The introduction of both, Squid^®and PHIL^® is an attempt to overcome these known limitations. ¹⁴ Controversy exists whether micronized tantalum powder as is used in Squid^®would reduce this sedimentation sufficiently enough to increase radiographic visualization during long embolization procedures. To overcome the problem of sedimentation and to prevent decreased visualization and loss of visual control during longer EVT, the newest embolic liquid included in the test, uses covalently bonded Iodine (PHIL^®). Unlike tantalum based LEAs it maintains a constant radiopacity overtime. ⁴

The systematic study of radiographic visualization characteristics of LEAs has been challenging due to a lack of suitable phantoms and methods for their use.
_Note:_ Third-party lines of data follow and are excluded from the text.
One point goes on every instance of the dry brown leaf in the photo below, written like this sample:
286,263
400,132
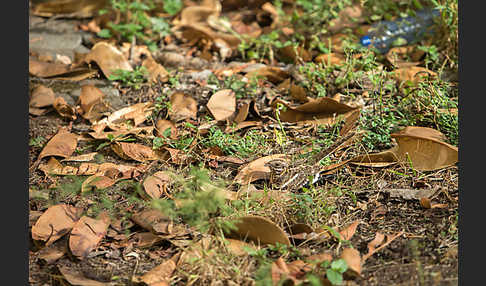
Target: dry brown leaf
91,102
108,58
64,109
155,70
323,110
349,231
257,170
55,222
77,278
79,8
59,71
423,149
62,145
259,230
353,259
222,104
156,185
182,107
81,158
134,151
42,96
330,59
377,244
158,276
87,234
413,74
Our work demonstrates the feasibility of a novel phantom that allows to assess and compare one of the most crucial properties of current LEAs, their radiographic visibility. It is interesting to note that normal undiluted contrast medium containing 300 mg/ml Iodine had a significantly higher CNR than nearly all embolic liquids used in this study. This is an important aspect to consider when performing an embolization in close proximity to a normal territory as the operator cannot fully rely on an identical vascular visualization during the embolization, especially with vessels around 300 micron or less. The latter is the average size of cerebral perforators ⁷ which may not be reliably visualized using super-selective DSA runs prior to the actual embolization which can result in additional nontarget embolization unnoticed by the operator.
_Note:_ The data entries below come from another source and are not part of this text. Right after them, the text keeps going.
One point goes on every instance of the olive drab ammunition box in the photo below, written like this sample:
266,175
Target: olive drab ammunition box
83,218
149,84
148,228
Optimal visualization is paramount to ensure operator's visual control for both, sufficient penetration and avoiding potential complications when using LEAs. ¹¹ Machine settings can play a crucial role in optimizing LEA visualization. Some modern angiographic systems feature specialized settings for PHIL^® and Onyx^®, enhancing visibility and increasing CNR. Future studies should investigate radiopacity and visualization using these specific settings for different embolic materials, such as Obtura^® which offers a decreasing radiopacity over time that would eliminate CT-associated artifacts and allow better assessment of residual AV shunting compartments in brain AVMs. ¹⁰ While our study did not aim to determine the LEA providing the best visualization for specific clinical scenarios, this remains an ongoing research topic.

Limitations

Several limitations of this study need to be considered.

First of all, only one injection per embolic agent was performed related to the relatively high costs of the materials. Secondly, some of the newer angiographic systems offer modified program settings in order to optimize visualization of LEAs with different radiopacity. We did not evaluate radiopacity of the LEAs under these settings. In addition, systems using newer generation of flat detectors with a higher dynamic range may provide overall higher CNRs which, however, would not change the differences between various LEAs. Finally, the manual injection being used here may somewhat contribute to a slightly less consistent injection pressure, and therefore could introduce variabilities. For this reason, future studies may consider the use of an automated pump or power injector which, on the other hand again, would also increase the overall costs as a higher amount of liquid material will be needed.

Conclusion

There is significant variability in CNR for the various LEAs agents when injected under blank roadmap conditions as used in this study. Onyx^® and Trufill^TM demonstrated high CNR relative to other LEAs. These differences should be considered when LEAs are selected for embolization procedures in patients with neurovascular AV shunts, vascular tumors or even cSDHs. Knowledge and understanding of the different visualization performance among various LEAs may be important to minimize and avoid non-target vessel embolization. Caution is advised when using LEAs with a lower CNR in areas with high bone density. Subsequent studies should leverage the methodology and phantom outlined in our study to advance the validation of this technique, thereby contributing to the ongoing enhancement of radiographic image quality and visual monitoring. Such improvements are crucial for augmenting patient safety during EVT in neurovascular territories.